Steve immediately immersed himself in civic life in Lyme. As chair of the town’s Transfer Station Committee, he led efforts to transform the transfer station into an operation that has served as a model for towns throughout New Hampshire. He was a longtime Selectman (1988-1994) as well as a member of the Conservation Commission, Planning Board, Budget Committee, and Home Health Agency. Steve additionally served as a town Ballot Clerk, the town Planning and Zoning Administrator, and a longtime Fire Warden. He was also the treasurer of the Lyme Gazette and the Lyme Democrats.

His midlife move to Lyme gave Steve the opportunity to pursue his many interests — notably skiing, hiking, singing, bird watching, and volunteering, which he did on four continents. He raced five times in the American Birkebeiner, a 50-kilometer ski marathon held annually in Wisconsin. He was a Stowe Derby regular, and he participated in the World Masters Championships in Lillehammer, Norway. His intimate knowledge of the White Mountains made him the natural leader (and first male member) of the “Granite Grannies,” a group that meets weekly for day hikes throughout New Hampshire and Vermont. He performed with Country and Christmas Revels, and built houses with Habitat for Humanity in Mexico in 2004, where he celebrated the victory of his cherished Boston Red Sox when they won their first World Series in his lifetime.

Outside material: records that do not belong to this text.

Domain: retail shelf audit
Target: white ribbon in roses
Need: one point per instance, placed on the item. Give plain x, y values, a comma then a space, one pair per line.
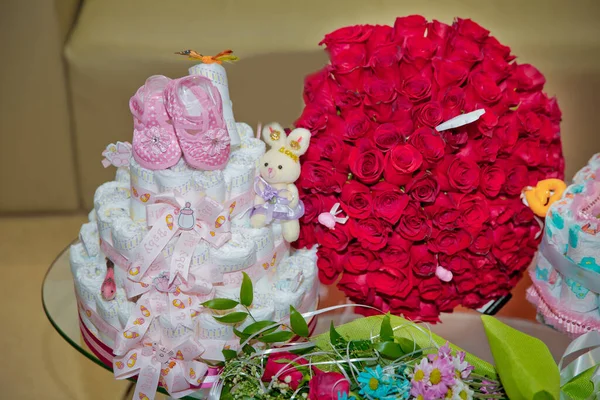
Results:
174, 368
170, 215
181, 301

In addition to Margot, his wife of 61 years, Steve is survived by a son, Stephen J. Maddock and his wife Susan Maddock of South Berwick, Maine; two daughters, Elizabeth Maddock Dillon and her husband John Dillon of Boston and Katherine Ann Maddock of Wilton, N.H.; a sister, Judith Hudson of Pelham, Mass.; his grandchildren, Stephen J. Maddock of Chicago, Jenna Maddock of Sapporo, Japan, Charlotte and Sophia Dillon, both of Brooklyn, N.Y., and Lillian Sullivan of Wilton, N.H.

A memorial service is scheduled for Sunday, April 15 at 3 p.m. at the Lyme Church with a reception at Dowd’s Country Inn to follow. Donations in Steve’s memory may be made to the Randolph Mountain Club (www.randolphmountainclub.org). An online guest book is available at www.lastingmemories.com.